Igualdade racial – Cotas com qualidade para a escola pública, por Gustavo Balduino
Estamos em uma nação de excluídos, onde ter acesso ao ensino superior ainda é privilégio – apenas 10% da população com idade entre 18 e 24 anos está neste nível de ensino. O Projeto de Lei nº 3627/04, que reserva 50% das vagas nas universidades federais para alunos egressos das escolas públicas, negros e índios, trata de valores culturais e interesses importantes da sociedade. No momento aguarda votação na Câmara dos Deputados.
Em inúmeras Ifes (Instituições Federais de Ensino Superior) o percentual de procedentes da escola pública já é próximo a 50%; em alguns casos, acima. Ocorre que muitos desses alunos concentram-se em cursos de menor demanda. Boa parte é oriunda dos colégios militares, escolas técnicas, colégios de aplicação e Colégio Pedro II que, embora públicos, abrigam alunos já pré-selecionados acadêmica e economicamente. Incluí-los nas cotas seria um privilégio descabido.
Sabemos que a implantação de cotas enfrenta resistência, sobretudo por parte daqueles que confundem mérito com pequena quantidade. A pertinência social do projeto está condicionada à combinação entre o atendimento aos alunos egressos do ensino público, a permanência destes nas Ifes e a manutenção da qualidade.
Um dos argumentos usados contra cotas é a aparente contradição com o mérito.

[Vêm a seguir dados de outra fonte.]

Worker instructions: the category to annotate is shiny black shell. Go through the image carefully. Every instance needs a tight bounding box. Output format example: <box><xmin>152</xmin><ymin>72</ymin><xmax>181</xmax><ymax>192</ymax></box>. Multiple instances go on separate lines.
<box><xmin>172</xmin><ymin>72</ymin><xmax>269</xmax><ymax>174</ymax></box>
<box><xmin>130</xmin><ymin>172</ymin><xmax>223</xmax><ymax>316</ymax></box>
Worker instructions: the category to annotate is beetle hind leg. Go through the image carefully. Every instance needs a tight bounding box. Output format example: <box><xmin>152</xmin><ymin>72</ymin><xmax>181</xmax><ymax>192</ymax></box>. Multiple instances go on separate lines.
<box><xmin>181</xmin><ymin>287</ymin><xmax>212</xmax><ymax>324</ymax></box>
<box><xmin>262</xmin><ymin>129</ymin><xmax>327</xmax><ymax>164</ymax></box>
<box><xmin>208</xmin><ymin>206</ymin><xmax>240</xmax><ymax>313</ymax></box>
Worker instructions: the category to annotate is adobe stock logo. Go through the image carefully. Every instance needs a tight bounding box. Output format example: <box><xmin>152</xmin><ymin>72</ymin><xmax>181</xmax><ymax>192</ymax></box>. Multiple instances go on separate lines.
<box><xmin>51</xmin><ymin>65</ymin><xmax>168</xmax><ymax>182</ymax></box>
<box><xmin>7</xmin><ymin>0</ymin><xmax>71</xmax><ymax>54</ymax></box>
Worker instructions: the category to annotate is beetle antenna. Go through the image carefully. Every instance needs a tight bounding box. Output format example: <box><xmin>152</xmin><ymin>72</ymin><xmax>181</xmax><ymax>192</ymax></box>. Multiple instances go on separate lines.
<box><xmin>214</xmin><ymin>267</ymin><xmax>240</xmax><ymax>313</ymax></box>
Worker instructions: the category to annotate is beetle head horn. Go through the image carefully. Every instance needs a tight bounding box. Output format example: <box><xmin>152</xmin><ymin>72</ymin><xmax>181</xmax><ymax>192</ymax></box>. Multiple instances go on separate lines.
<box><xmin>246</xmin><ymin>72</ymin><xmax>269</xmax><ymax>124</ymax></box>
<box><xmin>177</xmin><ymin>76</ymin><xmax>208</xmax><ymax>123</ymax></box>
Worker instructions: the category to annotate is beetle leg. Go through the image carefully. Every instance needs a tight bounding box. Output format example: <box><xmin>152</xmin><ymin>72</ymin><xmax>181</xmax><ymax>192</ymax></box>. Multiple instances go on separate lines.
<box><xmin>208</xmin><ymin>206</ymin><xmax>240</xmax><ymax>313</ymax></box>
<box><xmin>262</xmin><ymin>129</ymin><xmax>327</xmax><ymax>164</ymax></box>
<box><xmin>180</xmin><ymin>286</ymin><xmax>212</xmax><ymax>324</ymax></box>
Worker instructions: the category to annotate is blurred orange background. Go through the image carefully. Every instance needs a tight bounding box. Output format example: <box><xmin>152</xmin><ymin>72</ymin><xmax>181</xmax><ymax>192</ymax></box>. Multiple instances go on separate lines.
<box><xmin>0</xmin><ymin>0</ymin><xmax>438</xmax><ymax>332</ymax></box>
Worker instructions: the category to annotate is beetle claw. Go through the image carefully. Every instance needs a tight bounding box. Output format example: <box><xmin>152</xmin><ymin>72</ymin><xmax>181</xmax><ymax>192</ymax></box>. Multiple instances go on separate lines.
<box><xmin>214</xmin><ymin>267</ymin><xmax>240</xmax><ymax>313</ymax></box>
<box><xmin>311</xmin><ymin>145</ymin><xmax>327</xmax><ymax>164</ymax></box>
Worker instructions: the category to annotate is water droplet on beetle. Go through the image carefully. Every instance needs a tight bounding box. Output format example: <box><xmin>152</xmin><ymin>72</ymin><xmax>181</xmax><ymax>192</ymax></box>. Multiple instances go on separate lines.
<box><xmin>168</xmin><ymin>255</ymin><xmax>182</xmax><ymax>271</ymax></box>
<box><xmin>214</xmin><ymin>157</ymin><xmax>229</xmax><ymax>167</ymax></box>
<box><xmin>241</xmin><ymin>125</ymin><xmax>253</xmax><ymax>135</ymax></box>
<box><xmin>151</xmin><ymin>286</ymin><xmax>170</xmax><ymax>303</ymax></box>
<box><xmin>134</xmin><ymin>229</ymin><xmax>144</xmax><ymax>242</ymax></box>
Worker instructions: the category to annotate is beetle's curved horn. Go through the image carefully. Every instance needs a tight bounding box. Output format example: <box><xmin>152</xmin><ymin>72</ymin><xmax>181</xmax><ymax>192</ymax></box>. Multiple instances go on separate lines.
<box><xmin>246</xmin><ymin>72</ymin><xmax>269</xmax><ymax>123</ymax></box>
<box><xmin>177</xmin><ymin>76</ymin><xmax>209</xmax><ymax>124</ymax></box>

Desconsiderar que o ensino superior forma a elite de um País é ignorar o seu papel estratégico, no entanto, esta elite deve ser intelectual e não econômica.
Mérito e cotas podem ser combinados, por exemplo, beneficiando apenas aqueles que alcançarem uma nota mínima. O reforço acadêmico, que já é usual, permite preencher lacunas na formação dos alunos. Também é necessário criar condições de permanência como subsídios para alimentação, moradia e transporte aos estudantes carentes.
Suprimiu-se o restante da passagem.